I became interested in LD50, because, after seven years of working in the art world, I’d noticed a pervasive ideological hegemony, endorsed by almost everyone within it. I wrote about the topic for Art Monthly. I thought it was encouraging that a gallery was engaging with ideas outside the normal frame of reference. They had to be confronted somewhere. Why not in a gallery? Art, it seemed to me, should be a space for ideas and symbols to attack each other. The question is what art can do, and what artists are allowed to do, or not do, and by whom.

But a machinery of rumor was already in motion. The story seeded an anonymous tumblr, writing in a tiny voice of terror of fascistic currents present in, for instance, the philosophy publisher Urbanomic’s Robin Mackay, just back from his friend Mark Fisher’s funeral, and jumped to the publication Mute, under the headline “Is it Okay to Punch a Nazi (Art Gallery)?”

LD50 was now a Nazi gallery. The writer was O.D. Untermesh, likely an Antifa activist named Danny Hayward and Mute editor and former student Benedict Seymour. Their incendiary conclusion was based on Diego’s anti-MoMA comments, her social media profile, Google searches, a recent Atlantic Monthly article, and readings of the positions of the speakers designed to make them seem as sinister as possible.

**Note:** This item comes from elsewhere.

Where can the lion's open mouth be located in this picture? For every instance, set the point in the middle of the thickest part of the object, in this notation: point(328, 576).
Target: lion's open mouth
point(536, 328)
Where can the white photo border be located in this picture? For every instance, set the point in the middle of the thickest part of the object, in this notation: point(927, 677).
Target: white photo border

The writing was incoherent, jargonistic. A cryptic line by one speaker, Brett Stevens, speaking of veils of secrecy (on his public blog), was transformed into charges of secret fascist organization. Stevens — who did write some twisted things about Breivik — was designated an Anders Breivik apologist. Peter Brimelow, a journalist who runs the anti-immigration website VDare, was labelled a White Supremacist (and VDare a “hate group”) according to the Southern Law Poverty Law Centre — the same organization which last September declared Pepe the Frog a hate symbol. The only name I knew at this point was the philosopher Nick Land, who was denounced as both himself a fascist and a racist, but also as a cover to the other, even more racist and fascist speakers.

“Untermesh” claimed the most sinister possible interpretation of everything the gallery and all the speakers ever said, or shared or tweeted, that he could locate on Google. No reference was made to what Stevens, or Brimelow talked about at the conference itself, despite the fact that both those recordings are online — he hadn’t listened to them. He also didn’t discuss the exhibition, because he hadn’t seen it. There was no evidence that he had ever visited the gallery or spoken to anyone involved. I commented that Mute were acting like fascists themselves, and they replied with violent insults alleging I was channelling my racist class fears.

Stevens was also following the story and linked to Jung’s original Facebook thread from his blog; notably, given how all this started with the sharing of a private message publicly, this move was seen to confirm the gallery’s malevolence. They had ‘leaked’ it, and ‘doxxed’ their critics to the far-right.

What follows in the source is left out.